1. Dividends: Harvesting dividends throughout the investment timeframe means that money flows into your account regularly, so this must be a part of your total return. The higher the dividend you get compared to the capital you invest, the better.
2. Growth: Imagine a company that is made up of 100 shares and makes a profit of $100 in Year1. In this case, the earnings per share (EPS) is $1 . In our example, the stock market attaches a value to this company that is usually 10 its profits, meaning that the whole company is worth $1,000 and one share is worth $10. This valuation multiple of 10 means that investors are willing to pay 10 years of earnings in advance (assuming there is no growth) to buy shares of this company.
In a no-growth scenario with an unchanged valuation multiple, the company’s value would be stuck at $1,000(the constant $100 earnings multiplied by the constant valuation multiple of 10).Now let’s see what happens if our company switches to growth mode and manages to increase its earnings at an annual rate of 10%. In this case, by the end of the 10th year, the total profit grows to $259, while the earnings per share figure amounts to $2.59. What is this company worth? What should its stock price be if the investors continue to value it at 10 earnings? Calculating with this fixed multiple gives us a share price of $25.90.
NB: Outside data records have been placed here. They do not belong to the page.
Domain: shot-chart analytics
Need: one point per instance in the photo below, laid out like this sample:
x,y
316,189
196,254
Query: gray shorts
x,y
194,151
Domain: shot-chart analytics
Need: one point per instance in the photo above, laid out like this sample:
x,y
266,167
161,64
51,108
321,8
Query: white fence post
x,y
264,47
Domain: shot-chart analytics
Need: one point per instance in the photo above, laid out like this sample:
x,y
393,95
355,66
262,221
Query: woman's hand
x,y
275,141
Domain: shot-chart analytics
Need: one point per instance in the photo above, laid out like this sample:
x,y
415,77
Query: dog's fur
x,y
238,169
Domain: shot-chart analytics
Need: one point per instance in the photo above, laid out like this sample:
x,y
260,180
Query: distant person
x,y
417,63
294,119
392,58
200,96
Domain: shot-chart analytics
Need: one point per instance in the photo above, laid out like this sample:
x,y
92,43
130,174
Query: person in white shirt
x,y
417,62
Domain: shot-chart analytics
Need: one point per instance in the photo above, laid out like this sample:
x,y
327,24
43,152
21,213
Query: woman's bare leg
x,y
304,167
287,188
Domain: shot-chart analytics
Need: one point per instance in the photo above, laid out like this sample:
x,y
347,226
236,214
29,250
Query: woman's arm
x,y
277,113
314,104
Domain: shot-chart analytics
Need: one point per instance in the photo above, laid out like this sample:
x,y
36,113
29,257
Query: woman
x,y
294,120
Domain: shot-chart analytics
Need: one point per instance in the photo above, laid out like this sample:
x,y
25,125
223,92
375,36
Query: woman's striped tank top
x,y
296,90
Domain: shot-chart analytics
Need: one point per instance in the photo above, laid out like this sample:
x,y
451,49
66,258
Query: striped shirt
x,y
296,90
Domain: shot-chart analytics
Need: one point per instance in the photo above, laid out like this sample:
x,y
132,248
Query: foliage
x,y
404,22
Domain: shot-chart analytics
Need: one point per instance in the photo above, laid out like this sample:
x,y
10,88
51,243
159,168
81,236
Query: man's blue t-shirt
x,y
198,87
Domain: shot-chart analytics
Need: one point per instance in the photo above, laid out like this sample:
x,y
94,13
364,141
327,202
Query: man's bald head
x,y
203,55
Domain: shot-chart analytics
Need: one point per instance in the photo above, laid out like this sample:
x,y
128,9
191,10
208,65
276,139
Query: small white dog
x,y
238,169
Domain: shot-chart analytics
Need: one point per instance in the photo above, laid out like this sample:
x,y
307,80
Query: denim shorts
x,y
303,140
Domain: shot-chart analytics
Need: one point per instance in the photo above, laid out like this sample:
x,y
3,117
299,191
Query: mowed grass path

A company that more than doubled its earnings (and could pay growing dividends) should have appreciated along the way. Wherever earnings and dividends go, the stock price is sure to follow in the long run. Having run through this simple example, I hope I have made it obvious that growing corporate income and cash generation can lift a company’s stock price, thus contributing to your total return. After all, the capital you invested not only generated dividends but also appreciated nicely along the way.
3. Valuation: Why settle for the two return-generating engines outlined above when we can switch on the third one as well? The stock market is made up of investors who are human beings with psychological biases, and this means that stock prices often deviate from the intrinsic value of the underlying companies they represent.